AgentOps makes it easy to track operations and interactions in your AI applications with minimal setup.

Basic Setup

The simplest way to get started with AgentOps is to initialize it at the beginning of your application:

import agentops

# Initialize AgentOps with your API key
agentops.init("your-api-key")

That’s it! This single line of code will:

  • Automatically create a session for tracking your application run
  • Intercept and track all LLM calls to supported providers (OpenAI, Anthropic, etc.)
  • Record relevant metrics such as token counts, costs, and response times

You can also set a custom trace name during initialization:

import agentops

# Initialize with custom trace name
agentops.init("your-api-key", trace_name="my-custom-workflow")

Automatic Instrumentation

AgentOps automatically instruments calls to popular LLM providers without requiring any additional code:

import agentops
from openai import OpenAI

# Initialize AgentOps
agentops.init("your-api-key")

# Make LLM calls as usual - AgentOps will track them automatically
client = OpenAI()
response = client.chat.completions.create(
    model="gpt-4o",
    messages=[{"role": "user", "content": "Hello, world!"}]
)

This works with many popular LLM providers including:

  • OpenAI
  • Anthropic
  • Google (Gemini)
  • Cohere
  • And more

Advanced: Using Decorators for Detailed Instrumentation

For more detailed tracking, AgentOps provides decorators that allow you to explicitly instrument your code. This is optional but can provide more context in the dashboard.

@operation Decorator

The @operation decorator helps track specific operations in your application:

from agentops.sdk.decorators import operation

@operation
def process_data(data):
    # Process the data
    return result

@agent Decorator

If you use agent classes, you can track them with the @agent decorator:

from agentops.sdk.decorators import agent, operation

@agent
class ResearchAgent:
    @operation
    def search(self, query):
        # Implementation of search
        return f"Results for: {query}"

def research_workflow(topic):
    agent = ResearchAgent()
    results = agent.search(topic)
    return results
    
results = research_workflow("quantum computing")

@tool Decorator

Track tool usage and costs with the @tool decorator. You can specify costs to get total cost tracking directly in your dashboard summary:

from agentops.sdk.decorators import tool

@tool(cost=0.05)
def web_search(query):
    # Tool implementation
    return f"Search results for: {query}"

@tool
def calculator(expression):
    # Tool without cost tracking
    return eval(expression)

@trace Decorator

Create custom traces to group related operations using the @trace decorator. This is the recommended approach for most applications:

import agentops
from agentops.sdk.decorators import trace, agent, operation

# Initialize AgentOps without auto-starting session since we use @trace
agentops.init("your-api-key", auto_start_session=False)

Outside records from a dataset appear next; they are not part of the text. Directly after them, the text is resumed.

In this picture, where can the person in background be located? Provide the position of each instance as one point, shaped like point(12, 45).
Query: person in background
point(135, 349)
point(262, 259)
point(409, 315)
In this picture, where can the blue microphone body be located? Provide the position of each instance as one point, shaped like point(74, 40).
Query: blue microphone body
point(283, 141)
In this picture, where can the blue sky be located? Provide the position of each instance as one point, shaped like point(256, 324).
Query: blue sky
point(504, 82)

@trace(name="customer-service-workflow", tags=["customer-support"])
def customer_service_workflow(customer_id):
    agent = ResearchAgent()
    results = agent.search(f"customer {customer_id}")
    return results

Best Practices

  1. Keep it Simple: For most applications, just initializing AgentOps with agentops.init() is sufficient.

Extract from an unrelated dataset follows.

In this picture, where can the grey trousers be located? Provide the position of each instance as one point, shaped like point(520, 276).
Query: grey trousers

  2. Use @trace for Custom Workflows: When you need to group operations, use the @trace decorator instead of manual trace management.

  3. Meaningful Names and Tags: When using decorators, choose descriptive names and relevant tags to make them easier to identify in the dashboard.

  4. Cost Tracking: Use the @tool decorator with cost parameters to track tool usage costs in your dashboard.